Purpose: Systematic monitoring of sedation, pain and delirium in the ICU is of paramount importance in delivering adequate patient care. While the use of systematic monitoring instruments is widely agreed upon, these tools are infrequently implemented into daily ICU care. The aim of this study is to compare the effectiveness of two different training strategies (training according to the local standard vs. modified extended method) on the implementation rate of scoring instruments on the ICU.
Methods: In this experimental cohort study we analyzed the frequency of scoring on three surgical ICUs before and after training, and in a 1 year follow-up. A modified extended training included establishing a local support team helping to resolve immediate problems. In addition we evaluated the impact on patients' outcome.

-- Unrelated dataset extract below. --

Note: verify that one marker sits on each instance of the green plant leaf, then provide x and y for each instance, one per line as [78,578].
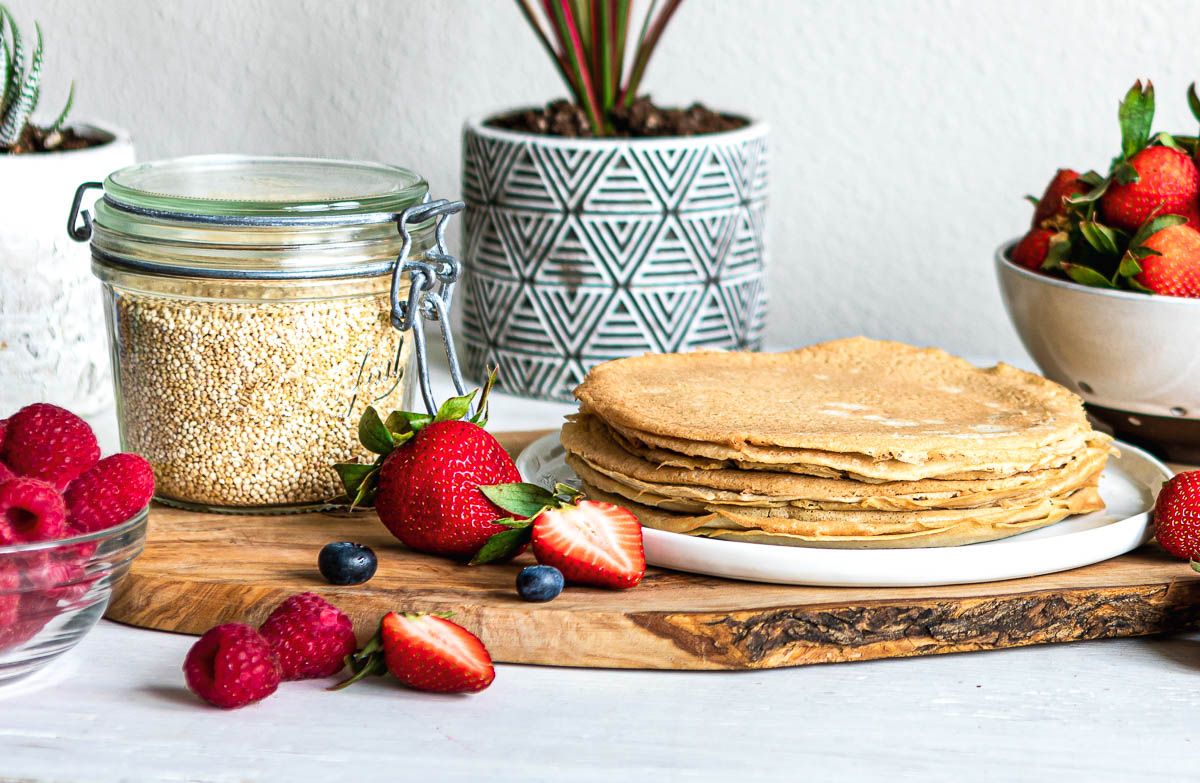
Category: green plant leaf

Results: ICUs trained by the modified extended method showed increased documentation rates of all scores per patient and day. In a 1 year follow-up, increased scoring rates for all scores were maintained. Scoring rates with training according to the local standard training protocol did not increase significantly. Implementation of delirium and pain monitoring were associated with a decrease in mortality [odds ratio (OR) 0.451; 95 % confidence interval (CI): 0.22-0.924, and, respectively, OR 0.348; 95 % CI: 0.140-0.863]. Monitoring had no significant influence on ventilation time or ICU length of stay.
Conclusions: A modified extended training strategy for ICU monitoring tools (sedation, pain, delirium) leads to higher intermediate and long-term implementation rates and is associated with improved patient outcome. However, these findings may have been biased by unmeasured confounders.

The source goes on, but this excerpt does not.